1.3.06

Monólogo da despedida

Não sei porque não saí logo que você entrou. Não sei porque deixei que tocasse meu braço. Não sei porque me sentar num lugar onde tudo o que meus olhos vêem é você. Talvez eu precise passar por isso e te dizer sobre os mundos a me habitar desde sua ausência. Mas não quero ninguém, nem mesmo você, a escutar o que tenho a lhe dizer.
Posso falar baixo. Baixo o suficiente para gritar em pensamento. Você notaria se o calor que falta nesse ambiente jorrasse de meu sussurro? Sei que não pode me ouvir, mas seu rosto costumava se incendiar com a fogueira feita de palavras a sair de meus lábios – e ele se abrasava mesmo que não continuasse a me escutar, apenas por saber o som morno a exalar de minha boca.
Posso falar ainda mais baixo. Receberia seu perdão se soubesse as coisas que falo para você não escutar? Baixo...bem mais baixo....baixinho...até eu mesma não saber de nada e não ouvir coisa alguma. Pois meu problema é não poder parar de falar. Preciso continuar a dizer, mesmo sabendo do perigo quase certo de meter os pés pelas mãos e soltar a palavra capaz de transformar em labaredas inextinguíveis o fogo em que me consumo: amor.
Pronto. Ei-la pensada, sussurrada, liberta em vôo errante por toda a sala, a resvalar na sua indiferença, a esmorecer na frialdade calculada de seus olhos que me evitam. Sinto muito, nada posso fazer para recuperá-la, para trazê-la e guardá-la a salvo de você e de mim. Deixe-a. A qualquer momento ela se cansa, esconde-se embaixo de um móvel até agarrar-se à minha saia, esperando por um descuido meu e assim poder voltar para dentro de mim.
Agora só me resta deixá-lo em paz, sem policiar seu olhar, sem querer que não ouça as coisas que não direi.
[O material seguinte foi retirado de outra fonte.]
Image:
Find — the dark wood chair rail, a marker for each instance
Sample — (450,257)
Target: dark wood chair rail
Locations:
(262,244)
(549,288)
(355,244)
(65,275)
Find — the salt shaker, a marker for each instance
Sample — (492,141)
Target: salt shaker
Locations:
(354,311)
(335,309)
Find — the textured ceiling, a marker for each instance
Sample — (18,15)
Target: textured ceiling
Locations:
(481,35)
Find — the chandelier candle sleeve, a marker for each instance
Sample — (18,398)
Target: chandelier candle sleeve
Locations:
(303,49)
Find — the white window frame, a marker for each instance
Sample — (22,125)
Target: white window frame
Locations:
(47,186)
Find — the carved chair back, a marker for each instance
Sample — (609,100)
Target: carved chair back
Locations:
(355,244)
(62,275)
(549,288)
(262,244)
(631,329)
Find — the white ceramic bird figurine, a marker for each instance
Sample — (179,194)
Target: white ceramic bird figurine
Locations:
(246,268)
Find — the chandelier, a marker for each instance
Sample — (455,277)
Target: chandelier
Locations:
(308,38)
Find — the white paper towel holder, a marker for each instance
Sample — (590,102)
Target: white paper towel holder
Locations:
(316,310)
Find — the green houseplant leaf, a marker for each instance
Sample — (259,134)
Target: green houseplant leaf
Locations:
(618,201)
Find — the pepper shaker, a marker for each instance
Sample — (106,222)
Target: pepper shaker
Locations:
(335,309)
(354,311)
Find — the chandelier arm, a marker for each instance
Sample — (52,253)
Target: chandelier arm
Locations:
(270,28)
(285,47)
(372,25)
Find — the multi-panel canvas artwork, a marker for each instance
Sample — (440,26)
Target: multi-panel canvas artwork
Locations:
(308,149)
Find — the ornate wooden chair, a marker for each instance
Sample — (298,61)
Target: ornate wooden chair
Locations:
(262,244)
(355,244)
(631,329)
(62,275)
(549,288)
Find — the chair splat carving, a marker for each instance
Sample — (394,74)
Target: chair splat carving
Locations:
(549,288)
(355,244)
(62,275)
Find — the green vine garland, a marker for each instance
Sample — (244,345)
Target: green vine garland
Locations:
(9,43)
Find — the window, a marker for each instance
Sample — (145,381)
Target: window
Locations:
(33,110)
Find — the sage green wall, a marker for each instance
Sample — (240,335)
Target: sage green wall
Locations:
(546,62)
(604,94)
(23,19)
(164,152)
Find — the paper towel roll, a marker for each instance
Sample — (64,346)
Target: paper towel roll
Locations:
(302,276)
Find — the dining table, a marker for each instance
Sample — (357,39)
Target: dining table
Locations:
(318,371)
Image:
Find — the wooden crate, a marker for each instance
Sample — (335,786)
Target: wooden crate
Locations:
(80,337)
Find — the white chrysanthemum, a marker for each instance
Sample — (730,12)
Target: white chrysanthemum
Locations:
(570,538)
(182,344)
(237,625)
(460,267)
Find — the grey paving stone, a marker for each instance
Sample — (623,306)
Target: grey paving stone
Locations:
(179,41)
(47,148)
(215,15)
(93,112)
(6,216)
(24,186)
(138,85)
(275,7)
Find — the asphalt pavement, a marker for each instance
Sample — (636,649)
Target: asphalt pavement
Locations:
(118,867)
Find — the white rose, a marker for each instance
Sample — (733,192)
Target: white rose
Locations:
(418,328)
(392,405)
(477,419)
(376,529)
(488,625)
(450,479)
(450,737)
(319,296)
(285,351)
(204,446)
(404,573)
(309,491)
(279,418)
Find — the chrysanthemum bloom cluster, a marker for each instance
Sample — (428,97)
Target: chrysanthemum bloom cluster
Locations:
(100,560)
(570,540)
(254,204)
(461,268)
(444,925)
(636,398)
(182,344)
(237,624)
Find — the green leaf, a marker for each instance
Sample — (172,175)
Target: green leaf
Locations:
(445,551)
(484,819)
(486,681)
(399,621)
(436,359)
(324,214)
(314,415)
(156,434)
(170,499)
Só lhe peço um favor: não me toque mais. Do silêncio que brota de minha voz e dos gritos que eclodem de meu pensamento, eu lhe imploro: não me toque mais. Não traga para minha pele a candura estéril de seus dedos, não desperte com arrepios a alma latente de meu corpo exausto.
Por favor, deixe-me.
E eu lhe prometo nunca mais soltar o amor no meio de nós.